Member of the Idaho House of Representatives
- In office December 1, 2018 – January 16, 2020
- Preceded by: Eric Redman
- Succeeded by: Tim Remington
- Constituency: 2nd district Seat B

Personal details
- Born: February 23, 1959 (age 66) Brooklyn, New York, U.S.
- Political party: Republican
- Spouse: Elizabeth Green
- Children: 4
- Alma mater: University of Houston (BS) South Texas College of Law (JD)
- Occupation: Attorney, Deputy sheriff, politician

= John Green (Idaho politician) =

American politician, attorney, and police officer

John Green is an American politician, attorney, and former deputy sheriff. Green was elected in 2018 as a Republican member of the Idaho House of Representatives from Legislative District 2, Seat B. On January 15, 2020, Green was convicted by a jury in Texas of conspiracy to defraud the United States, a charge that stemmed from helping a wealthy Texas couple hide assets to avoid paying income taxes when Green worked as an attorney there.

Because convicted felons are disqualified from serving in the Idaho Legislature, Green was formally expelled from the legislature on January 16, 2020. He was the first Idaho legislator to ever be expelled.

== Early life and education ==
On February 23, 1959, Green was born in Brooklyn, New York.

In 1977, Green graduated from Texas A&M University's Police Academy. In 1982, Green earned a Bachelor of Science degree in Criminal Justice from the University of Houston. In 1986, Green earned a juris doctor degree from South Texas College of Law.

== Career ==

=== Texas ===
In 1978, Green started his career as a police officer and a deputy sheriff with Harris County Sheriff's Office in Texas, until 1986.
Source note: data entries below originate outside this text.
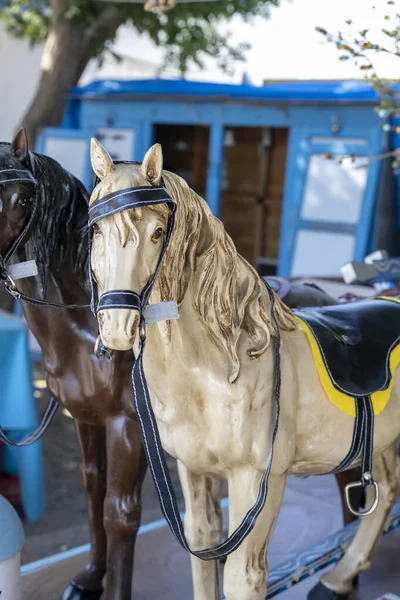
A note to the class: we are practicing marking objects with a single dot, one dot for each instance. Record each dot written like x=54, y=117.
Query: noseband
x=130, y=198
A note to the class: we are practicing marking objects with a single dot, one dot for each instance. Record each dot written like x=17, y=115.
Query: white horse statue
x=211, y=377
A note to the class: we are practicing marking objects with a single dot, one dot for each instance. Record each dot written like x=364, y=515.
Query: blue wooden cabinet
x=329, y=202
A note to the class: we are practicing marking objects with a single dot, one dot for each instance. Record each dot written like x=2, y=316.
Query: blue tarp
x=294, y=91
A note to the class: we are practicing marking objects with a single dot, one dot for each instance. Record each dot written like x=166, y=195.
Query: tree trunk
x=68, y=49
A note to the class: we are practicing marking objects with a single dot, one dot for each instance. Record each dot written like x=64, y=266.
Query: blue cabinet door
x=330, y=197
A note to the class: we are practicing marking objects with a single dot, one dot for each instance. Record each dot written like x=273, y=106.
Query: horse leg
x=203, y=528
x=87, y=585
x=246, y=569
x=126, y=468
x=337, y=584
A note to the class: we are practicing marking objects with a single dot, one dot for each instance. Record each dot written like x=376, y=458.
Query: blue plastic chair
x=18, y=414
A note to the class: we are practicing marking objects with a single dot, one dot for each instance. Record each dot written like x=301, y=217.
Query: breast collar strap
x=112, y=204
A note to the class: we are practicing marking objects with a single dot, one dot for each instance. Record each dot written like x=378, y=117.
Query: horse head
x=17, y=190
x=127, y=245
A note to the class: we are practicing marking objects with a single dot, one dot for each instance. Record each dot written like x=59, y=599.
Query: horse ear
x=19, y=145
x=102, y=163
x=152, y=164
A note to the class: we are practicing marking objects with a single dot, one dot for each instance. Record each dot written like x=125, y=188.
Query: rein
x=112, y=204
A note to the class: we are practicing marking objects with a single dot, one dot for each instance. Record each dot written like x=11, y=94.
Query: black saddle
x=355, y=341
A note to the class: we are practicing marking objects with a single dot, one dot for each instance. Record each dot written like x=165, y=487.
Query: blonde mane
x=229, y=294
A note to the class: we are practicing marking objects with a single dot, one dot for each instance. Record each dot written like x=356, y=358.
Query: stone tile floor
x=64, y=524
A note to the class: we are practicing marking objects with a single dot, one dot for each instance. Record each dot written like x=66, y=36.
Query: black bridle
x=25, y=175
x=116, y=202
x=110, y=205
x=20, y=176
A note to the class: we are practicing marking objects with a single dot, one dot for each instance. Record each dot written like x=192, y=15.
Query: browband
x=17, y=175
x=129, y=198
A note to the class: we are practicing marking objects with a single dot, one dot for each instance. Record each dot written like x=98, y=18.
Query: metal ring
x=362, y=512
x=100, y=350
Green was a criminal justice instructor at the University of Houston and San Jacinto College.

In 1993, Green became an attorney and was made General Counsel and Chief Law Enforcement Advisor for the Bill of Rights Institute.

=== Idaho ===
in 2010, Green along with Jack Schroeder ran against incumbent Jim Hammond in the Republican primary, losing with only 37.4% of the vote.

In 2012, Green sought election as Sheriff of Kootenai County, Idaho, but was defeated by incumbent Ben Wolfinger.
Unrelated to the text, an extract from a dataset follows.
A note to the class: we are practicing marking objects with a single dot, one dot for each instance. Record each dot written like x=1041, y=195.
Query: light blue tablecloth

In 2018, Green sought election as a state representative in Idaho, even though he was being tried in Texas on felony charges of conspiracy to defraud the United States government for hiding tax funds of other individuals. On November 6, 2018, Green won the election and became a Republican member of Idaho House of Representatives for District 2, Seat B, defeating Alanna Brooks with 75.1% of the vote. In the midst of the trial, Tim Remington had served in his stead in the legislature.

Green was found guilty of conspiracy, and was subsequently expelled from the Idaho legislature.

He was also found guilty of tax evasion, because according to federal prosecutors he had not filed his own taxes in two decades. He was sentenced to 6 months in prison followed by 3 years on probation, and was fined US$679,501.50.

== Personal life ==
Green and his wife Elizabeth Green live in Rathdrum, Idaho, with their four children.